Despite assurances from Japan that its military would be able to intercept North Korean missiles fired at Guam, analysts believe there is little chance that an attack on the Pacific island by intercontinental ballistic missiles could be thwarted.
Speaking in the Japanese parliament on Thursday, Itsunori Onodera, the defence minister, said Tokyo would come to the assistance of the United States and any other allies in the event of an attack.
“We are always prepared to deal with emergencies”, he said, after North Korean state media detailed plans to launch four Hwasong-12 intermediate-range missiles over the Japanese prefectures of Hiroshima, Shimane and Kochi en route for Guam.
The defence minister’s comments were echoed by Yoshihide Suga, the chief cabinet secretary, who told a press conference, “We cannot tolerate such a clear provocative act to the security of the region and international society, including out country.
“We will maintain our monitoring and surveillance at a high level and take all possible means to cope with any situation”, he said.
Japan and the US have both deployed destroyers equipped with the Aegis ballistic missile defence system, using SM-3 Block 1A and 1B interceptors, in the Sea of Japan to target short and intermediate-range ballistic missiles.
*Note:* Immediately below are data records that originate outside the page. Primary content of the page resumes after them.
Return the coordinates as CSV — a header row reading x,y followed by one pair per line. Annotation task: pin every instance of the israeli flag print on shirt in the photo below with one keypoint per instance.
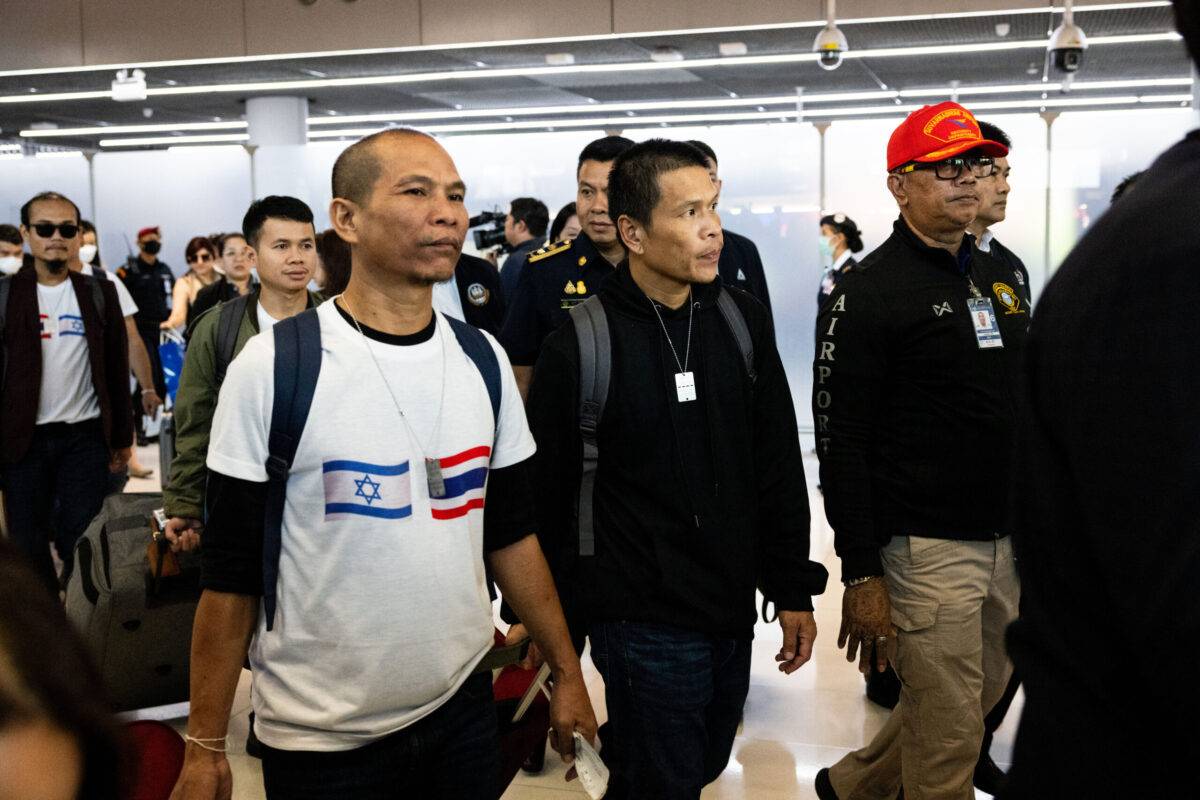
x,y
355,487
465,475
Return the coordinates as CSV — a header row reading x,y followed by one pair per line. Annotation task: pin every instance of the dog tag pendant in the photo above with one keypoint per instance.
x,y
433,477
685,386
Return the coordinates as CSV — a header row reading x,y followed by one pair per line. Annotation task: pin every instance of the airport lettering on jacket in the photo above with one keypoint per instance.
x,y
825,359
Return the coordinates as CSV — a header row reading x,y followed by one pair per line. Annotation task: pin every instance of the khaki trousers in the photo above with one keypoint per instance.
x,y
952,602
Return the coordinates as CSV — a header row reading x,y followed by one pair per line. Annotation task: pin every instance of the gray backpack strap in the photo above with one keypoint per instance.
x,y
737,324
595,368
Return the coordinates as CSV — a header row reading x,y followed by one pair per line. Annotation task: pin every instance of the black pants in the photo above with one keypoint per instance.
x,y
150,338
450,755
55,491
675,701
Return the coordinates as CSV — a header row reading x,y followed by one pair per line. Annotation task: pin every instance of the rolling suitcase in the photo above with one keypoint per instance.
x,y
137,625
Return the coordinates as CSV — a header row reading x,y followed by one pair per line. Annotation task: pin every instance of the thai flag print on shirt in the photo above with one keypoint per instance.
x,y
465,475
355,487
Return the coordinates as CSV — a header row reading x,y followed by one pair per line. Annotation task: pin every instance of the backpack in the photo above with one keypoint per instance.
x,y
97,298
595,370
297,368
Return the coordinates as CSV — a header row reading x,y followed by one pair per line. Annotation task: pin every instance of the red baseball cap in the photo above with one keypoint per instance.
x,y
936,132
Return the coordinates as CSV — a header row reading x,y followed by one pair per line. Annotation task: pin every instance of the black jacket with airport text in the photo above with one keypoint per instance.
x,y
696,503
916,422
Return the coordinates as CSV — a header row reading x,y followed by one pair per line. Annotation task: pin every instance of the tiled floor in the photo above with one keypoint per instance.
x,y
793,725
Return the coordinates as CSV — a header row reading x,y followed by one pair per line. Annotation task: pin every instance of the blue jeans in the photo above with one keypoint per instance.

The weapon is intended to destroy offensive missiles in the middle stage of their course.
The system is backed up on land by the Patriot PAC-3 anti-missile system, which has been deployed at Japanese and US military facilities around Japan, as well as in the grounds of the Defence Ministry in Tokyo.
Neither system is presently capable of effectively countering an ICBM launched on a lofted trajectory towards Guam.
In a report on the 38 North web site, operated by the US-Korea Institute at Johns Hopkins University, analysts concluded that the likelihood of Aegis destroyers downing an ICBM test or offensive launch is “limited, if not improbable”.
“In fact, the probability that the North Korean ICBM test will fail on its own is significantly higher than the probability of success”.
“The United States and Japan operate Aegis ships armed with SM-3 Block 1A and 1B interceptors in the East Sea,” the report stated. “These ships are capable of intercepting short, medium and intermediate range ballistic missiles in the mid-course and terminal phases of flight.
“Tests to validate the performance of the SM-3 Block 1 interceptors are ongoing and to date have been largely successful”, it adds. “SM-3 interceptors have never been tested against an ICBM, nor have they been tested against any missile in the boost or ascent phase of flight. “In other words, boost – or ascent phase intercepts using SM-3 interceptors are an unproven, hypothetical capability.”
Consequently, Aegis warships can only intercept a North Korean ICBM in a “limited set of circumstances”, such as the weapon flying on a low trajectory that comes within 310 miles of a destroyer.
North Korea’s recent launches, however, have been on steeply lofted trajectories that will rapidly take them beyond the range of interceptors.
Even if the US was fortunate – North Korea launched a missile directly over an Aegis ship and the trajectory was not sufficiently lofted – it is still doubtful that a successful intercept would occur, the report states.
First, it is doubtful that an Aegis ship would be close enough at the right time, it adds, pointing out that: “The US or Japan would be placing their Aegis boats at considerable risk if either attempted to move closer than 200 km [125 miles]off North Korea’s coast while waiting for a launch.”
Secondly, it remains “unclear” whether the necessary tracking data can be acquired with sufficient precision and for a fire-control solution to be developed in the 10 seconds after the launch is detected.
The study concludes that “Sea-based missile defenses available today are not capable of reliably interrupting a North Korean ICBM test”.